Para 5.1 Damage tolerance. To enhance damage tolerance it is considered that the minimum number of independent primary bouyancy chambers must be increased from two to four.

Para 5.1(c) Bouyancy with one chamber deflated. As it may not be possible to provide positive freeboard in some fully reversible designs to meet the critical chamber deflated with overload case, this requirement is changed to require freedom from flooding of the raft. This could be achieved by the use of the canopy skirt to increase effective freeboard.

Para 10 Canopy. A canopy which erects automatically on inflation can be a positive disadvantage in some circumstances, as the windage of the canopy makes manoeuvring of the raft during and after boarding more difficult. Additionally rescue by direct winching from the raft by a SAR helicopter is quite likely and a canopy that can be let down easily and reerected if necessary is a positive advantage. The requirement for an automatically erected canopy in Para 10.1 may therefore be disregarded, as may be para 10.5 which refers to rain water collection.

Para 13 Righting. This paragraph is replaced by a requirement that liferafts shall be fully reversible unless it can be shown that the liferaft cannot be inflated in the inverted position.

Para 14 Valise or Container. A new requirement is proposed that where manual launching is possible, the weight and dimensions of the liferaft, valise or container shall be such that the valise can be easily moved to any prescribed ditching exit by one person.
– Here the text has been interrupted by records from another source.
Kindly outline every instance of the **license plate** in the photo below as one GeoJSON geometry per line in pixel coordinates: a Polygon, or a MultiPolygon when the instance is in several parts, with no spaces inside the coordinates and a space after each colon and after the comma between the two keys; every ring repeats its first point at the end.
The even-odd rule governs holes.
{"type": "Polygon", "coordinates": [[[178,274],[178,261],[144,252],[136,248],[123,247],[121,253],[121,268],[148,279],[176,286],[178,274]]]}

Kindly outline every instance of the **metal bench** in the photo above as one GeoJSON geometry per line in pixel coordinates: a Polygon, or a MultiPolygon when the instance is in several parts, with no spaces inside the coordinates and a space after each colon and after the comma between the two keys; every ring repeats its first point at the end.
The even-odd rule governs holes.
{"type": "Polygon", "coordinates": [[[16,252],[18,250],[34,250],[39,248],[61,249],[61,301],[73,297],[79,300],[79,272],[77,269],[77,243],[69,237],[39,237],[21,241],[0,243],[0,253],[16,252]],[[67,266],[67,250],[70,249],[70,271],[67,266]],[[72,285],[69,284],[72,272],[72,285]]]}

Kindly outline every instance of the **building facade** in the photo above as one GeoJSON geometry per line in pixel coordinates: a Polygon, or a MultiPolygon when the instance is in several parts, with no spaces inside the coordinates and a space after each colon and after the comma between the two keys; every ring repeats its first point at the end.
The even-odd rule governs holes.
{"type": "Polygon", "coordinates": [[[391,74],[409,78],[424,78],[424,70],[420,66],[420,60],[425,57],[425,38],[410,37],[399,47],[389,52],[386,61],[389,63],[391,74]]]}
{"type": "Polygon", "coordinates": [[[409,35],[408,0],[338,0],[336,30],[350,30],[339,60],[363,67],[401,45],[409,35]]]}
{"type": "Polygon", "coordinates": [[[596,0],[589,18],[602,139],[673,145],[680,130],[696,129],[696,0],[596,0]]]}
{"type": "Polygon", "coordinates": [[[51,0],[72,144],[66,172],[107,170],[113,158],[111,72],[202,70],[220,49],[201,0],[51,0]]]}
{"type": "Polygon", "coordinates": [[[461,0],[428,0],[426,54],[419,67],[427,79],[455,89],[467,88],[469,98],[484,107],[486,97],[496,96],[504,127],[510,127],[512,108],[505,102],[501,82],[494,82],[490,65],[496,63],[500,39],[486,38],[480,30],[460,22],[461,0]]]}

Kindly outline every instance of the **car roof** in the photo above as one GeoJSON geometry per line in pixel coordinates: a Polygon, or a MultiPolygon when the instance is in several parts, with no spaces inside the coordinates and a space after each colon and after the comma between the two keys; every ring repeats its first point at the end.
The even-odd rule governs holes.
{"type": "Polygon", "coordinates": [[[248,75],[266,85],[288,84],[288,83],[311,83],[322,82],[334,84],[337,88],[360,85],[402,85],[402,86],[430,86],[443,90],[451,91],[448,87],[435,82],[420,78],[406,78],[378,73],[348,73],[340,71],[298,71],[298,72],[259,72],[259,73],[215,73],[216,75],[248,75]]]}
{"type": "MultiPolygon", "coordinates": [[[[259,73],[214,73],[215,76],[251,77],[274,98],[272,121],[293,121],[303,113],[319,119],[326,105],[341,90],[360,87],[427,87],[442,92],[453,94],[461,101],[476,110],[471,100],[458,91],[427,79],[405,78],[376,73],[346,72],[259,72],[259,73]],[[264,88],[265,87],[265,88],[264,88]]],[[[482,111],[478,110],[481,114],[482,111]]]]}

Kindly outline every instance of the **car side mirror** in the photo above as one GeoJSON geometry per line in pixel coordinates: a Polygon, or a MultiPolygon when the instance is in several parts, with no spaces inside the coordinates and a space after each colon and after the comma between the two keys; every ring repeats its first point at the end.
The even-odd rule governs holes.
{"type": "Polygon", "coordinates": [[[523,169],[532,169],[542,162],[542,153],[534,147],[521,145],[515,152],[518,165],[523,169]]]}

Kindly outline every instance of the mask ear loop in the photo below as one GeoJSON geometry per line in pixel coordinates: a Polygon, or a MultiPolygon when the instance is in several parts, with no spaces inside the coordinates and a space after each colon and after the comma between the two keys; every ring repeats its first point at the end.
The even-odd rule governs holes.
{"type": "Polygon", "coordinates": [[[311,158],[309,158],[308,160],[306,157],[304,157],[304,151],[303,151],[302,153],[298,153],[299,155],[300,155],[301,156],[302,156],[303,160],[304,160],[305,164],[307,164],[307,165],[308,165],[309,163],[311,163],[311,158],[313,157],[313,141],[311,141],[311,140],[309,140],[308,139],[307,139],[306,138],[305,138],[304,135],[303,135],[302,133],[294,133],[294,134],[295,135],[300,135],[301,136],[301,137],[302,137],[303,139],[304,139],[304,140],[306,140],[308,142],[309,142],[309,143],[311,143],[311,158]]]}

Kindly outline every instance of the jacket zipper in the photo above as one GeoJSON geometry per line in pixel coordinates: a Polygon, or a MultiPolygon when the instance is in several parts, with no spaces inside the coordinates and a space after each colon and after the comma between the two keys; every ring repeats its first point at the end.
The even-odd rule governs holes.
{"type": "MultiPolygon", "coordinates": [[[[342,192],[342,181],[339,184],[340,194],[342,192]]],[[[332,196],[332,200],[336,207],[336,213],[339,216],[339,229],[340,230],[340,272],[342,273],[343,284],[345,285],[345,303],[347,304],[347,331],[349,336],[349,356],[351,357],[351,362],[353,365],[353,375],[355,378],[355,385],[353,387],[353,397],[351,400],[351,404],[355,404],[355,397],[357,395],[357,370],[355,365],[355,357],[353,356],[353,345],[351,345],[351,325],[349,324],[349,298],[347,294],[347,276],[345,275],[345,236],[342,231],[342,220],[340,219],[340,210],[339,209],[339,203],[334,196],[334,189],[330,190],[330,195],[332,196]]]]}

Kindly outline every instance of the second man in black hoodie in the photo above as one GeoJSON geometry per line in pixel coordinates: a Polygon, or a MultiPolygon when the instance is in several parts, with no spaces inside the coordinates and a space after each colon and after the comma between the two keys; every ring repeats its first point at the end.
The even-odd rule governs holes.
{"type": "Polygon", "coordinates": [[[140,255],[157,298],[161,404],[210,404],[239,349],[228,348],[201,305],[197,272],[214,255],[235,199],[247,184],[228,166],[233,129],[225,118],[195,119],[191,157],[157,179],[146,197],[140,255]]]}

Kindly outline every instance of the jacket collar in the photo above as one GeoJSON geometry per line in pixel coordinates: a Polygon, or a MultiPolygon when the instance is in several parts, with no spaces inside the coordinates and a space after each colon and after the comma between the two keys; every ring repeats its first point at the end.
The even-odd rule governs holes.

It is recommended that the maximum weight should not exceed , 36.30 kg (80 lb).


A new Appendix to the Specification is proposed as follows:-




This appendix contains variations to the requirements of Specification No.2 which will be acceptable to the Authority as satisfying the provisions of the Air Navigation Order in respect of liferafts to be carried in helicopters.


2.1 Floor Insulation (See Spec. 2 para 3.4)
Para. 3.4 may be disregarded where the liferaft floor is not normally in contact with the water.

2.2 Damage Tolerance (See Spec. 2 para. 5-1)
The liferaft shall incorporate a minimum of four independent primary bouyancy chambers.

2.3 Bouyancy (See Spec. 2 para. 5.1(c))
Para. 5.1(c) may be replaced by the following:-

Freedom from flooding at overload rated occupancy with the most critical chamber deflated.

2.4 Canopy (See Spec. 2 para. 10)

(a) The second sentence of para. 10.1 may be disregarded.

(b) Para. 10.5 may be disregarded.

(c) The following requirement is also applicable: The canopy shall remain usable in the event of deflation of the most critical bouyancy chamber.

2.5 Righting (See Spec. 2 para 13)
Para. 13 shall be replaced by the following:-

The liferaft shall be fully reversible unless it can be shown that inflation in the inverted position is not possible.

2.6 Valise Weight and Size (See Spec. 2 para 14)
The following requirement is also applicable:-

If the liferaft may be manually launched, the weight and dimensions of the liferaft valise or container shall be such that it can be easily moved to, and launched from, any prescribed ditching emergency exit by one person.

NOTE: It is recommended that the maximum weight should not exceed, 36.30 kg (80 lb).